John pulled the prison body receipts from a file and pushed them, one at a time, across the table. He let Wallace stew for a minute before he spoke. “These prison records say something else. You definitely had something going on with Sherman.”
Wallace picked up one of the receipts, glanced at it, and pushed it back to John.
“I picked up a prisoner, so what?”
“You knew who you were picking up at the prison?”
“I go where they tell me to go and pick up who they tell me to. Simple as that.”
“And you picked up Sherman six times over the last year?”
“If you say so.”
“According to the prison records, you were the only transport officer to pick up Sherman for his court appearances. Is that unusual?”
Wallace shrugged.
“So what? Prison inmates go out to court all the time,” Parker said.
“How’s that work exactly?” Paula asked.
“The court issues an order for removal, and the sheriff’s department picks them up,” Parker responded.
“That’s right. Except, in this case, all the removal orders from the court were fakes. There were no court appearances, and Sherman was never booked into the jail for holding. So how’s that work?” Paula glanced from Parker to Sergeant Wallace.

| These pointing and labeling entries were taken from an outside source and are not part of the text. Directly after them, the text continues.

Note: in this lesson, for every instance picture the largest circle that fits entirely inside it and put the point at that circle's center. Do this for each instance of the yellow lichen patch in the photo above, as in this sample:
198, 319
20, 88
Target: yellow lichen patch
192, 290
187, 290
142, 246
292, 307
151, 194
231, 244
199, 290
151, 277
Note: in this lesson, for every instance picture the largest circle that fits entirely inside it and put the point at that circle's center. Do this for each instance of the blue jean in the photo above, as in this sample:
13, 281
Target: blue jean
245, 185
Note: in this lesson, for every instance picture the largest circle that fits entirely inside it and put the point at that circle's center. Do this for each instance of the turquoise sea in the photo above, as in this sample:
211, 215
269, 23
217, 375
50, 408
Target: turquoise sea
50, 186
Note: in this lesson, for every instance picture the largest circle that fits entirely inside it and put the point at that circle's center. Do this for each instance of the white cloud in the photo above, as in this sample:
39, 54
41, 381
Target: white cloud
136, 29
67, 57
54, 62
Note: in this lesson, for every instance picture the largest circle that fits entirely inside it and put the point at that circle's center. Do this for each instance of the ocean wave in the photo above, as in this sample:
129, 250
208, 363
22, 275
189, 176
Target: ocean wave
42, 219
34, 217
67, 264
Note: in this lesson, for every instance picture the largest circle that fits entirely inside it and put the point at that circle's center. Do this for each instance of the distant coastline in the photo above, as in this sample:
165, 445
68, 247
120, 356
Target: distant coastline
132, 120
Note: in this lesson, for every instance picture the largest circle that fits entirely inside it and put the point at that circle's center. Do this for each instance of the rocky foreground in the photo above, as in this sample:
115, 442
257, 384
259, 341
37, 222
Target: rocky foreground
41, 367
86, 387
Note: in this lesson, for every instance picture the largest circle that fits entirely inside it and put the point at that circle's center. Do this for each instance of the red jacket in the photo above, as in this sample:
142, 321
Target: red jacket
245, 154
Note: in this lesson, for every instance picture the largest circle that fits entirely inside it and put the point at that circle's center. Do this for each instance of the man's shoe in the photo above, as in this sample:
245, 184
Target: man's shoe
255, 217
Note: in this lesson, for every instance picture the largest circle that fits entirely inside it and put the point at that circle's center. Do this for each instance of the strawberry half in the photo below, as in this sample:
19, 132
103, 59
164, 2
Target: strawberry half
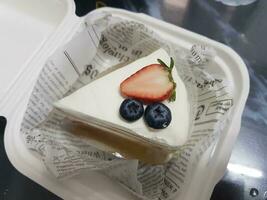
152, 83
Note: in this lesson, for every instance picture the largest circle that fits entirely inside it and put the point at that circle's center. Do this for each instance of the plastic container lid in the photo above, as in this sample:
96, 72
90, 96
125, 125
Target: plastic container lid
31, 31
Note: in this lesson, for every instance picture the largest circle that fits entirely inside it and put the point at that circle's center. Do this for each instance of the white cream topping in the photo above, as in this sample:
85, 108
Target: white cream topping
101, 99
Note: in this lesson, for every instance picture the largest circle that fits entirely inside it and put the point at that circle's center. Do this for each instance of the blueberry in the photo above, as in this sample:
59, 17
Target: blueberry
131, 110
158, 116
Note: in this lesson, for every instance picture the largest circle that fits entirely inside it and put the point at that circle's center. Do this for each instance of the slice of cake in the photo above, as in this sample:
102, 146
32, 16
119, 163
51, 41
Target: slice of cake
144, 101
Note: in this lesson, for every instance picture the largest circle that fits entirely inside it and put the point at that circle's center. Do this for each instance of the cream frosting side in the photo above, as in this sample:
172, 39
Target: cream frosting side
101, 99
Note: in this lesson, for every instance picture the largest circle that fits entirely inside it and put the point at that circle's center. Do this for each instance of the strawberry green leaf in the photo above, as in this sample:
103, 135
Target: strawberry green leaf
163, 64
169, 69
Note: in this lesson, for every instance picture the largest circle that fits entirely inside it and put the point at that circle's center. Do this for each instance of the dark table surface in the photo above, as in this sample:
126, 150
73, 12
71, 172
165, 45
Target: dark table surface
243, 28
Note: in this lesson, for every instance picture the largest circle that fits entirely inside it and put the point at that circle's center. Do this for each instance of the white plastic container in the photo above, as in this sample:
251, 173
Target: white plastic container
31, 30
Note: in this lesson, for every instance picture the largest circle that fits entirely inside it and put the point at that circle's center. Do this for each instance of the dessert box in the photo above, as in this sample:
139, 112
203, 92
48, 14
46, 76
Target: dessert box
51, 32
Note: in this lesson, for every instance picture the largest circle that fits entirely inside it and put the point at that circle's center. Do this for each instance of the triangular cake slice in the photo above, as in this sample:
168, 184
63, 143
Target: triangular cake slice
98, 103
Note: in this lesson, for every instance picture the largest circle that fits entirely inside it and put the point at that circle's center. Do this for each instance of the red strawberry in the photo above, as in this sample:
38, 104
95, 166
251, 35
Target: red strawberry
153, 83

“I just transport who they tell me to. It ain’t my job to call the court and see if they still need them or not,” Wallace said.
“So where did you and Sherman go? You didn’t book him into jail. So was it a nice romantic moonlight drive?” Paula said.
“I pick ’em up and drop ’em off. If someone’s telling you they don’t have any booking record, then that’s on them, not me.”
“Where is Sherman?”
“How the hell would I know?”
“Because you picked him up from the hospital and took him to your place,” Paula said.
“As a favor.”
“I thought you didn’t have anything to do with him,” John said.